I’ve seen several times ML experts applying principles of classification for intermittent demand forecasting. For example, they try predicting, WHEN the demand will happen. This is not a very sensible thing to do.
The featured image in this post shows two forecasting approaches: one that tries to predict when demand happens (the yellow line), and the other one that tries capturing the structure of the demand and extrapolates it (the blue line). The green line shows the values in the holdout, and the RMSE indicates the error of the two approaches. Apparently, the straight line is better in this example. Let’s discuss why.

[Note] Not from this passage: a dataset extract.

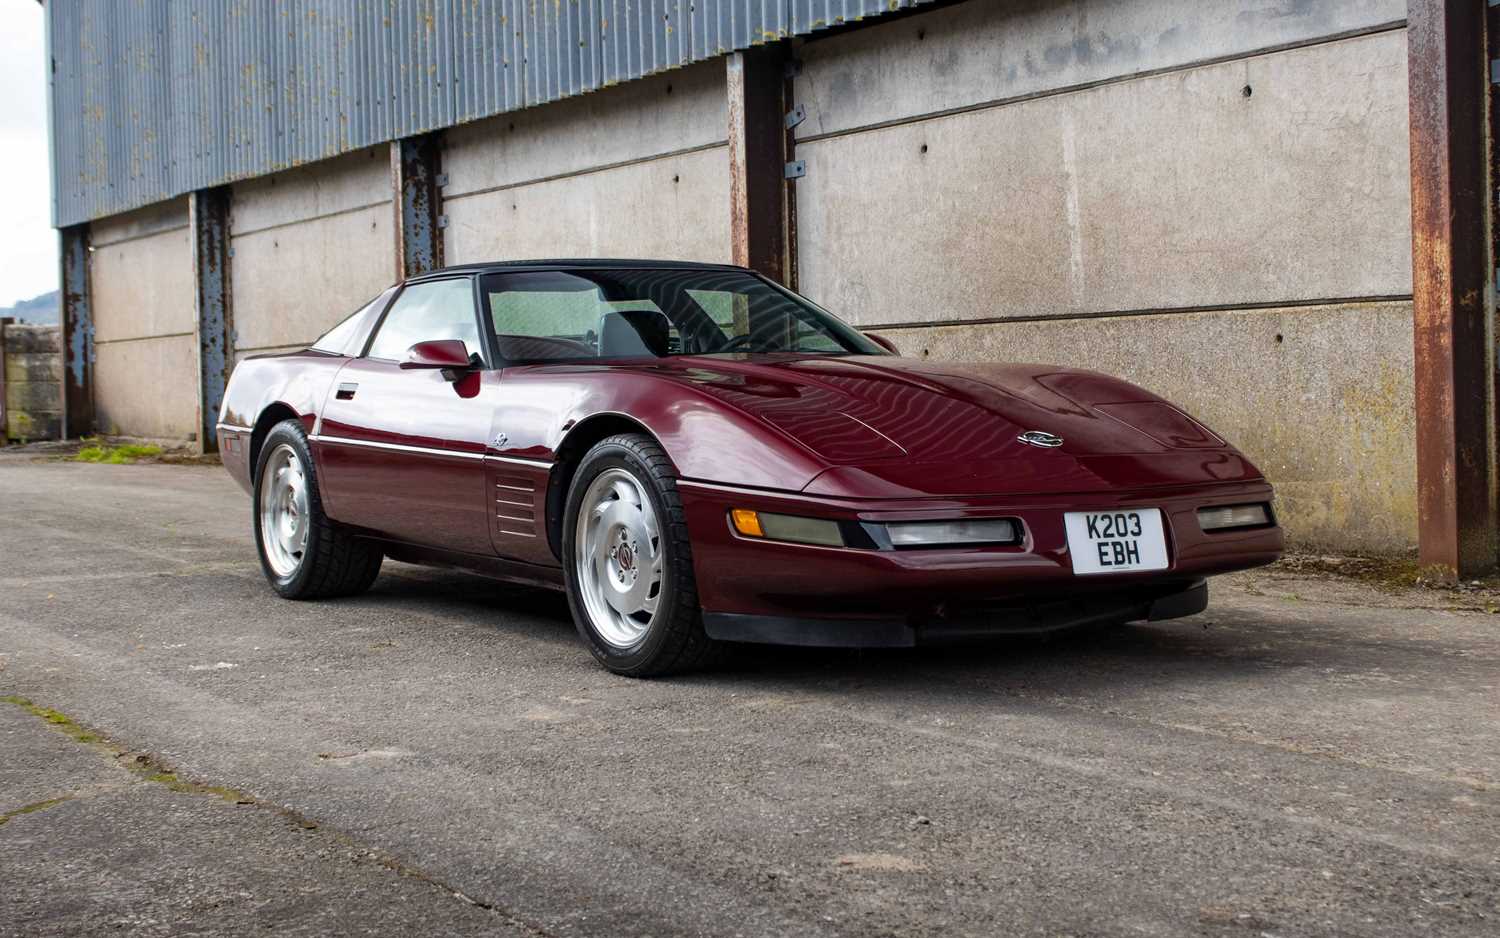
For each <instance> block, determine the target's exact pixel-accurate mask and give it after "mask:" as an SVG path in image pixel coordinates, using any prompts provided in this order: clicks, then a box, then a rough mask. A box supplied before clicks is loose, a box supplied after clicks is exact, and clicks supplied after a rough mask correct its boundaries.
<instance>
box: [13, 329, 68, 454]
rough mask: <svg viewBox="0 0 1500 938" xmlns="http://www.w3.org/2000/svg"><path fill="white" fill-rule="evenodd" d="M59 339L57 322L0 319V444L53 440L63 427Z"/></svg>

Just a reminder, intermittent demand is the demand that happens at irregular frequency. By definition, we cannot know when a person will come to our store and buy the product. We operate with probabilities in this case, and can say sometimes that the probability of purchase goes up or down due to some factors (seasonality, holidays, promotion etc). When a spherical ML expert in vacuum hears about probability, the first thing that pops to their mind is the “decision boundary” for classification task. Why not set some threshold and say that if the probability is higher than that, the product will be bought and in the other case it won’t?
Well, while this works in classification, it typically doesn’t make sense in demand forecasting.
First, there’s not much structure to capture in intermittent demand besides the basic level, external factors, such as promotions and calendar effects, and occasional trend. Yes, some of them might change the probability of occurrence, and, for example, show that a product will be bought on Monday with 90% probability. This still does not mean that the product will be indeed bought. Saying that it will is just informed guessing, not forecasting.
Second, point forecast is supposed to capture the structure and filter out the noise (see this post). In case of intermittent demand, the structure consists of two parts: expected occurrence (probability) and demand sizes. If we substitute the probability with zeroes and ones based on some threshold, we’ll end up overfitting the noise, but on a different level than usually: the future is uncertain and we can never say for sure what will happen and when, yet we would be playing a guessing game, hoping to be correct. It is like tossing a coin, trying to guess how it will land next time. If you want to have an expectation in that experiment, you should have probability, not a sequence of zeroes and ones.
Third and most important, working with intermittent demand, we typically want to solve a specific problem. The classical example is inventory management, in which case we don’t care whether customers will come and buy our product on Monday, instead of Tuesday. We care about having enough product on shelves to satisfy customers throughout a period of time, while our product is being delivered (lead time). So, the goal in this case is to identify the appropriate safety stock level based on the current stock and thus get an estimate of the demand over lead time, not to predict when people come and how much they will buy. Focusing on the point forecast in this setting is a futile task.
So, when working with intermittent demand, don’t waste your time on trying to forecast when the demand will happen. Focus instead on getting the structure correctly and then understanding what is needed by decision makers and how it will be used.